Nothing in the record or our review of the in camera documents suggests that when the IRS issued the summons on the Colorado bank, it was no longer actively pursuing its civil tax investigation or intended to violate the guidelines of I.R.C. § 6103. We find no reason, on the basis of a commitment to serve as an information-gathering agency, to refuse to enforce the IRS summons.
Finally, the government argues that the discovery permitted in this enforcement action was much too broad. In view of our disposition of the case we need not treat this issue. In future cases the trial court will have the benefit of the guidelines set out in our recent Security Bank decision.
Although our reasoning significantly differs from that of the district court, its decision to enforce the summons was correct, and is hereby AFFIRMED.
. As Security Bank observed, at 850 n.4, the Supreme Court in LaSalle stated that other types of abuse may be found in the future.
. The memorandum refers to a discussion of using a grand jury to help in obtaining records and testimony from reluctant and hostile witnesses that the IRS was not securing through their outstanding summons. The memorandum states that further inquiry was to be made.
. Nothing in the public record or in camera materials indicates that the case ever reached the Department of Justice.
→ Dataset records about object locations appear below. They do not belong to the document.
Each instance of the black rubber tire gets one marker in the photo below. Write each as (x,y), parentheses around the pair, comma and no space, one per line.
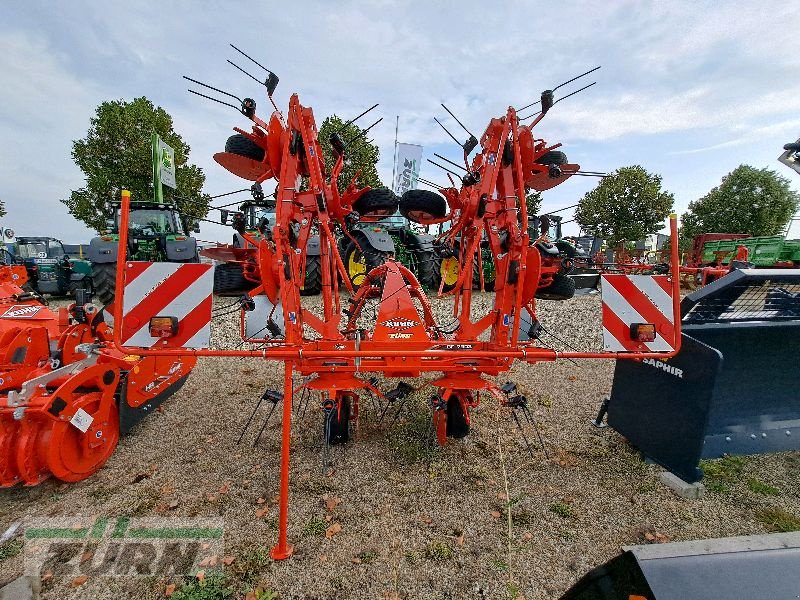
(488,284)
(440,265)
(554,157)
(457,426)
(426,268)
(229,280)
(562,288)
(422,201)
(377,201)
(313,281)
(244,146)
(372,258)
(335,429)
(104,280)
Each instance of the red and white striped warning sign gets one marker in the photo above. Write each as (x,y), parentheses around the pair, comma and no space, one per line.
(167,290)
(629,299)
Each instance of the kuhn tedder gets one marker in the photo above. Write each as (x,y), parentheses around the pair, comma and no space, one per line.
(66,394)
(338,348)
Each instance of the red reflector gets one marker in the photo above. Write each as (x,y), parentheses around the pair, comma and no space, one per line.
(163,326)
(643,332)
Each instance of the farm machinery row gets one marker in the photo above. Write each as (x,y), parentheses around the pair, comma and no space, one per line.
(66,394)
(383,323)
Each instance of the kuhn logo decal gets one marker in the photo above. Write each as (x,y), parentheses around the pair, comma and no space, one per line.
(399,324)
(21,312)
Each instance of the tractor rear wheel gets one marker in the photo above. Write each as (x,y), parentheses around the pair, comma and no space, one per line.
(337,422)
(313,281)
(449,270)
(378,201)
(360,263)
(422,205)
(426,269)
(229,280)
(562,288)
(104,277)
(244,146)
For this reason, we need not decide under what circumstances, if any, the IRS can regain the summons power after the Department of Justice has chosen not to accept the case for criminal prosecution.
. However, because the DeLisis had blocked each summons the IRS had issued, as of the time the IRS pursued this enforcement action. it had not given the DEA any information it had secured through use of its summons power.